Random Variables and Distribution Workshop
Retrieval Prompts
- Define a random variable without using the phrase "random number."
- State what a PMF describes.
- State what a CDF describes.
- List the signature stories for binomial, hypergeometric, geometric, and Poisson models.
Compare and Distinguish
Separate these pairs clearly:
- event versus random variable
- PMF versus CDF
- binomial versus hypergeometric
- geometric versus binomial
Common Mistake Check
For each statement, identify the error:
- "A random variable is just the event written with a capital letter."

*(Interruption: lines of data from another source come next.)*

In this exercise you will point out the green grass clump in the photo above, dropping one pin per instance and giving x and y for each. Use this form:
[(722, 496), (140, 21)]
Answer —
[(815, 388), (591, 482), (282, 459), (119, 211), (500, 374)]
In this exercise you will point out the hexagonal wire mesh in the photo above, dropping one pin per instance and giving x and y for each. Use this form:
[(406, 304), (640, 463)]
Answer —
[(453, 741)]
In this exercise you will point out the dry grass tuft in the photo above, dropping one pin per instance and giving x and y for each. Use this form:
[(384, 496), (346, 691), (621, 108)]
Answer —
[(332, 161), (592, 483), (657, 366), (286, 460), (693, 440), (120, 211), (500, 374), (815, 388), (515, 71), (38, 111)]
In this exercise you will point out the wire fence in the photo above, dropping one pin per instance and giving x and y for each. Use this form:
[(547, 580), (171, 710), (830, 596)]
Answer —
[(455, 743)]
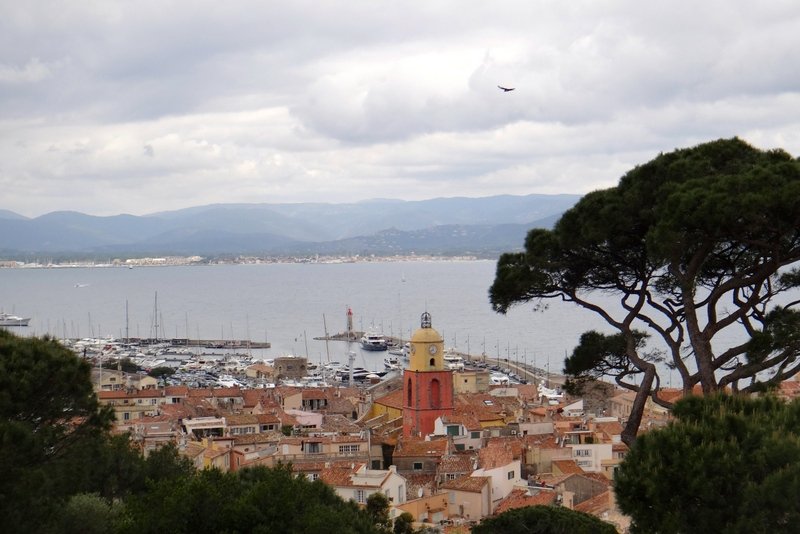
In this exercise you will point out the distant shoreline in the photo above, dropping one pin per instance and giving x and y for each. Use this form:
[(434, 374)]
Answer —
[(173, 261)]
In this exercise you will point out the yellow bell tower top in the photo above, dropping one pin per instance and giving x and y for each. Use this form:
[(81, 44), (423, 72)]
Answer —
[(427, 348)]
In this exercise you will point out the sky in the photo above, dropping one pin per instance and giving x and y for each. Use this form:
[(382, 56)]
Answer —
[(110, 107)]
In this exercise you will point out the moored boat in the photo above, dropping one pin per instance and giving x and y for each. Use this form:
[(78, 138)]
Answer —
[(6, 319), (372, 341)]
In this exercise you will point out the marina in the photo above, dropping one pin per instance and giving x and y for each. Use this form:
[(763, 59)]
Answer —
[(294, 309)]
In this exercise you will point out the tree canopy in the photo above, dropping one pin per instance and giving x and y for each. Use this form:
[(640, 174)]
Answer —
[(544, 520), (50, 420), (696, 248), (726, 464)]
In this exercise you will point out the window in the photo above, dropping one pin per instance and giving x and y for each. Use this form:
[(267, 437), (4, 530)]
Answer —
[(436, 397)]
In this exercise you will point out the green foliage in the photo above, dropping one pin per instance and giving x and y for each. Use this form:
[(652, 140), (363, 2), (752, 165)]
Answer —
[(49, 421), (161, 372), (378, 510), (543, 520), (262, 500), (125, 365), (403, 524), (696, 245), (726, 464), (88, 513)]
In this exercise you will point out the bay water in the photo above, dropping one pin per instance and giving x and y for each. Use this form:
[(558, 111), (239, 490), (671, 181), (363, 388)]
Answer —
[(291, 304)]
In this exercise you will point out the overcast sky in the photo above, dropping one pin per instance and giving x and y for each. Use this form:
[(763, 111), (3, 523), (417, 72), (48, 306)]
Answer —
[(142, 106)]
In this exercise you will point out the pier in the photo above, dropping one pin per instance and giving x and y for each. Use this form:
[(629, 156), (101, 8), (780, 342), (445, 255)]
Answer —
[(205, 343)]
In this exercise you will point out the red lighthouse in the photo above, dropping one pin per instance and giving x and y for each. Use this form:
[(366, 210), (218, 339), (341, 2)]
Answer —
[(427, 384)]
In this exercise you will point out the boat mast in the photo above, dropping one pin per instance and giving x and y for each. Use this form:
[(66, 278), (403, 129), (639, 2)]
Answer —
[(327, 350)]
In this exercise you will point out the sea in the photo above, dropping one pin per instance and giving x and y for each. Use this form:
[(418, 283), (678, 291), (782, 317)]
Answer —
[(293, 305)]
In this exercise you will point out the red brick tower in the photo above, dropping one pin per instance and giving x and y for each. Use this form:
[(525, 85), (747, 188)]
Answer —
[(427, 384)]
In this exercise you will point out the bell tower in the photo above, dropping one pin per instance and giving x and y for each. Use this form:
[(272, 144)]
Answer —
[(427, 384)]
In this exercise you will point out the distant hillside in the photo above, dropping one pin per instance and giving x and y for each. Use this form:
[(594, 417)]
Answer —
[(446, 226)]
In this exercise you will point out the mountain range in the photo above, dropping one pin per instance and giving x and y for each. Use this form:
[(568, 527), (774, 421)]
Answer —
[(483, 227)]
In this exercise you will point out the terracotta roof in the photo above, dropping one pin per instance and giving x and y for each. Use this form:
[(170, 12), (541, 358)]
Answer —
[(467, 483), (239, 420), (392, 400), (463, 415), (192, 449), (130, 394), (568, 467), (595, 505), (408, 447), (337, 476), (417, 481), (492, 457), (457, 463), (339, 423), (176, 391), (542, 441), (512, 442), (611, 428), (261, 437)]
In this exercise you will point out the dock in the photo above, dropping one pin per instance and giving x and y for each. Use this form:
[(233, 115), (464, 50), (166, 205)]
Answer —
[(206, 343)]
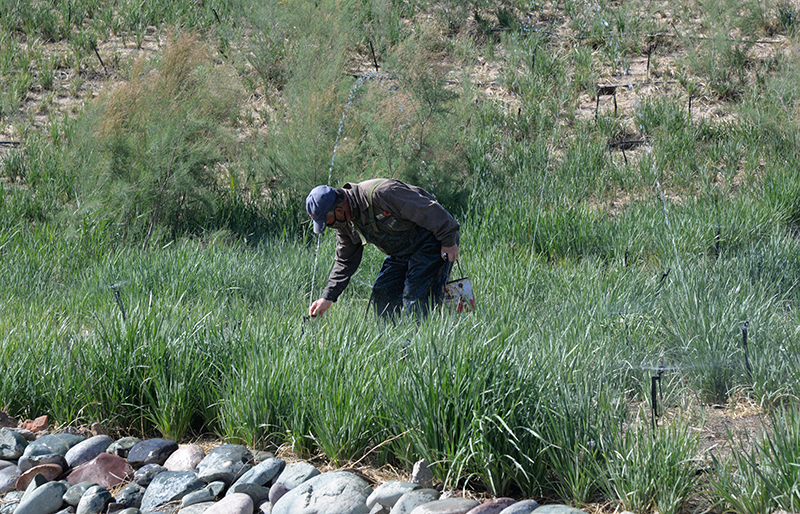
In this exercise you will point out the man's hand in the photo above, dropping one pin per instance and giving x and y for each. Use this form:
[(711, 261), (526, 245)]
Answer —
[(451, 253), (319, 307)]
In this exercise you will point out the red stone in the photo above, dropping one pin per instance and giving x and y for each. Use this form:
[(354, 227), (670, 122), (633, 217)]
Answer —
[(36, 425), (105, 470), (49, 471)]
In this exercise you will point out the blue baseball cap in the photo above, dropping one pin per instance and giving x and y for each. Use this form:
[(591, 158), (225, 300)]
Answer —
[(318, 204)]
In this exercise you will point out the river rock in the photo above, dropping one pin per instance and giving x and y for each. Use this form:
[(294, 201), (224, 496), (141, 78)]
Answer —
[(413, 499), (388, 493), (209, 493), (558, 509), (448, 506), (151, 451), (147, 473), (130, 496), (105, 470), (87, 450), (336, 492), (185, 458), (262, 473), (227, 463), (94, 501), (233, 504), (521, 507), (48, 471), (73, 495), (45, 499), (170, 486), (8, 478), (494, 506), (296, 473), (276, 492), (121, 447), (12, 444)]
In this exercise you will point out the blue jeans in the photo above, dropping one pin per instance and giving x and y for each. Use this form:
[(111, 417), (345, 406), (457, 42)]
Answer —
[(414, 282)]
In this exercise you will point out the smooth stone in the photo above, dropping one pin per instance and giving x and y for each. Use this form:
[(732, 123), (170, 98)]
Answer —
[(105, 470), (10, 502), (121, 447), (48, 471), (45, 499), (197, 508), (8, 478), (227, 463), (147, 473), (170, 486), (209, 493), (558, 509), (521, 507), (87, 450), (69, 439), (151, 451), (27, 462), (73, 495), (494, 506), (336, 492), (262, 473), (257, 493), (94, 501), (185, 458), (296, 473), (448, 506), (413, 499), (130, 496), (12, 445), (276, 492), (234, 504), (388, 493)]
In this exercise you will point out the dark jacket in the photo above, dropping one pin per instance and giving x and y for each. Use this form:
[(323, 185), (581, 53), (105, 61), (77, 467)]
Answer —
[(404, 217)]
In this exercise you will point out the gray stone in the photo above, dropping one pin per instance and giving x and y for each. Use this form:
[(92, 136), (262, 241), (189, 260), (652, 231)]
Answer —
[(336, 492), (94, 501), (233, 504), (121, 447), (8, 478), (257, 493), (45, 499), (227, 463), (209, 493), (558, 509), (494, 506), (296, 473), (87, 450), (448, 506), (262, 473), (10, 502), (197, 508), (130, 496), (73, 495), (12, 445), (185, 458), (151, 451), (147, 473), (422, 474), (388, 493), (413, 499), (170, 486), (521, 507), (276, 492)]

- "Sampling without replacement from a finite deck is binomial because there are only two outcomes."
- "
P(X <= 3)is the same thing asP(X = 3)if the support is discrete." - "The Poisson model is correct whenever the answer is a count."
Mini Application
For each scenario:
- define a useful random variable
- choose a plausible distribution family or explain why none of the core families fit directly
- identify whether PMF or CDF language is more natural
Scenarios:
- number of defects in a sample of 12 parts drawn from a lot with known defect count
- number of successful logins among 30 independent attempts
- number of requests until the first timeout
- number of support tickets arriving in one hour
Evidence Check
This page is complete only if your variable definitions and model choices are justified in words, not just named.